If you overheard Medicaid providers breathe audible sighs of relief on April Fool’s Day, it may be because on April 1, 2019, the Health Resources & Services Administration of the Department of Health and Human Services (“HRSA”) finally updated the Office of Pharmacy Affairs 340B Information System website  (the “340B Website”) to allow 340B Drug Pricing Program (the “340B Program”) providers – including 340B Program-eligible hospitals and other eligible healthcare providers– to use the 340B Website to verify the accuracy of the ceiling prices that they are being charged by manufacturers of 340B Program-covered drugs.

More than two years ago, on January 5, 2017, the Centers for Medicare & Medicaid Services (“CMS”) issued a final rule setting forth: (i) the ceiling prices for drugs sold as part of the 340B Program, and (ii) civil monetary penalties for drug companies that “intentionally and knowingly” charge 340B Program providers more than the ceiling price for a covered drug (the “Final Rule”).

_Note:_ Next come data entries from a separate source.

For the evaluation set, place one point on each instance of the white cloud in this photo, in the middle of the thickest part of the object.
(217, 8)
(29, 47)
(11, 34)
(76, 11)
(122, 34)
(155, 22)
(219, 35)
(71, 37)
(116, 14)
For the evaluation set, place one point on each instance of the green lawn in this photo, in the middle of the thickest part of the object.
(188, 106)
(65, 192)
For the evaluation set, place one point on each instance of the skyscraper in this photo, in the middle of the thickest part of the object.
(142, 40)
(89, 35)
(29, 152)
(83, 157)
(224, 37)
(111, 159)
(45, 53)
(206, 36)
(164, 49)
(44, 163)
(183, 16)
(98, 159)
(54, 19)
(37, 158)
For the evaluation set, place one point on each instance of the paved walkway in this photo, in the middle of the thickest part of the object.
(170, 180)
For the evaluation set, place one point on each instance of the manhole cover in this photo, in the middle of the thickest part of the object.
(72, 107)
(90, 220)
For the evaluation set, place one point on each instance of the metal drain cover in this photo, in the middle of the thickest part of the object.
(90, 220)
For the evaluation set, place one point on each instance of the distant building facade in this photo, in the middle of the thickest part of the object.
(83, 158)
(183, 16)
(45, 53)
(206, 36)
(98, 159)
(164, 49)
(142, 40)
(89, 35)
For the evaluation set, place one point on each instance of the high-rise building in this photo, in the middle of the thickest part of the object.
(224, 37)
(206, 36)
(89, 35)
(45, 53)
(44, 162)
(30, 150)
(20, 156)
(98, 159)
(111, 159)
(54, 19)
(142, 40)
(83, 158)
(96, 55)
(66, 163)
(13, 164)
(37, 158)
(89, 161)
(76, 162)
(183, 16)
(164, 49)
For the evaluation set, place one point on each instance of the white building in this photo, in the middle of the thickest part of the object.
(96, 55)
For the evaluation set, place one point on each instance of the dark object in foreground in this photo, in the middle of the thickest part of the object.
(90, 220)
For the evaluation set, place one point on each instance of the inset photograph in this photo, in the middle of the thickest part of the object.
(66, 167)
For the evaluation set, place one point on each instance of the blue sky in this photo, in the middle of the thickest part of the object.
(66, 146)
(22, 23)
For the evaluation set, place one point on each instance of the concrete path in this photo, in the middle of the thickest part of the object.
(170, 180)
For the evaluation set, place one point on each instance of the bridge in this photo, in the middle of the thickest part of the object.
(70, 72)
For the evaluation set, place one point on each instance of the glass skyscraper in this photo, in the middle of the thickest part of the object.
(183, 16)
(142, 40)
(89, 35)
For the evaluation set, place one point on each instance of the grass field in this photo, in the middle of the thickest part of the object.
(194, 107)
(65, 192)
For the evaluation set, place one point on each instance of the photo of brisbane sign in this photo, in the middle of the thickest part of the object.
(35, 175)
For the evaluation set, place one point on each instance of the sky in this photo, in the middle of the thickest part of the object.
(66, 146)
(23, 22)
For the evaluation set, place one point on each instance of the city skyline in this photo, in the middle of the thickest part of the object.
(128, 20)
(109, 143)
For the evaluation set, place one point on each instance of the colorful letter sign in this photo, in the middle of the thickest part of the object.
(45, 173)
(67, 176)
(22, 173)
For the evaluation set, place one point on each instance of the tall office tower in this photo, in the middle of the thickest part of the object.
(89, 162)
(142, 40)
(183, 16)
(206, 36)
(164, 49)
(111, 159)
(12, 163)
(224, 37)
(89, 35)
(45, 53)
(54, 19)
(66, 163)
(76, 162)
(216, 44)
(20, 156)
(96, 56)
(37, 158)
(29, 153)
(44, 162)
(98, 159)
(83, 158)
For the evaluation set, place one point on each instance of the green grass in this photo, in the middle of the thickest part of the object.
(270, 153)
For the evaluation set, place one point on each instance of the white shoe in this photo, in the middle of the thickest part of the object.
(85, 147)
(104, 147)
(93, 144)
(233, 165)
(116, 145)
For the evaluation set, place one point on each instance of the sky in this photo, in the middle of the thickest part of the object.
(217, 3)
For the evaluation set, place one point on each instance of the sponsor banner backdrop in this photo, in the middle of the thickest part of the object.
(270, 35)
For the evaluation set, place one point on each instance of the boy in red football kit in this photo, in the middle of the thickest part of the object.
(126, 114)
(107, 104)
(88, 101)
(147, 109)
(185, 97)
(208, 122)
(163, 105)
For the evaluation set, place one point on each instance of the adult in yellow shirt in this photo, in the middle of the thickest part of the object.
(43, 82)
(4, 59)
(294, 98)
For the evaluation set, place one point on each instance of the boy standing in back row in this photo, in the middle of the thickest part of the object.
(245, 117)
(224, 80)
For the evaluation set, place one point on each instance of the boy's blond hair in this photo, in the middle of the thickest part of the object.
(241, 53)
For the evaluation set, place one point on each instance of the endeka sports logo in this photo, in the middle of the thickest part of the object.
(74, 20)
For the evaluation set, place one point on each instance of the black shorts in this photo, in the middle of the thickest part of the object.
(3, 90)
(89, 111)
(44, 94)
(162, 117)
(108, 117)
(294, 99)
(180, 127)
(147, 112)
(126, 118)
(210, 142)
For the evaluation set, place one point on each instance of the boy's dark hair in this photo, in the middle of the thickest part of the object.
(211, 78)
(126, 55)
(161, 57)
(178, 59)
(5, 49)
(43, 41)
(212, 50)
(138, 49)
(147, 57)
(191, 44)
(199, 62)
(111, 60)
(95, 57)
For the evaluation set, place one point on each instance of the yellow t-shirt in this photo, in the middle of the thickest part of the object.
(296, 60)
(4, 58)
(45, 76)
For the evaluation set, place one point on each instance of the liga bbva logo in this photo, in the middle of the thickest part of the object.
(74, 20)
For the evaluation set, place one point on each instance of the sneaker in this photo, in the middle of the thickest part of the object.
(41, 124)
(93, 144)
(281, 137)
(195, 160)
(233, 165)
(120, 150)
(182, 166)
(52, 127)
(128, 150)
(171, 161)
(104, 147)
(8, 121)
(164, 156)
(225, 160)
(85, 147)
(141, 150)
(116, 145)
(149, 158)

The Final Rule was produced in response to a push by Congress to have drug ceiling prices listed and made publicly available on a website in response to a report issued by the U.S. Department of Health & Human Services, Office of the Inspector General, which indicated that there were reports of drug companies overcharging for drugs purchased as part of the 340B Program.[1] The Final Rule was supposed to take effect on March 6, 2017, but it was delayed five times until its final effective date – January 1, 2019.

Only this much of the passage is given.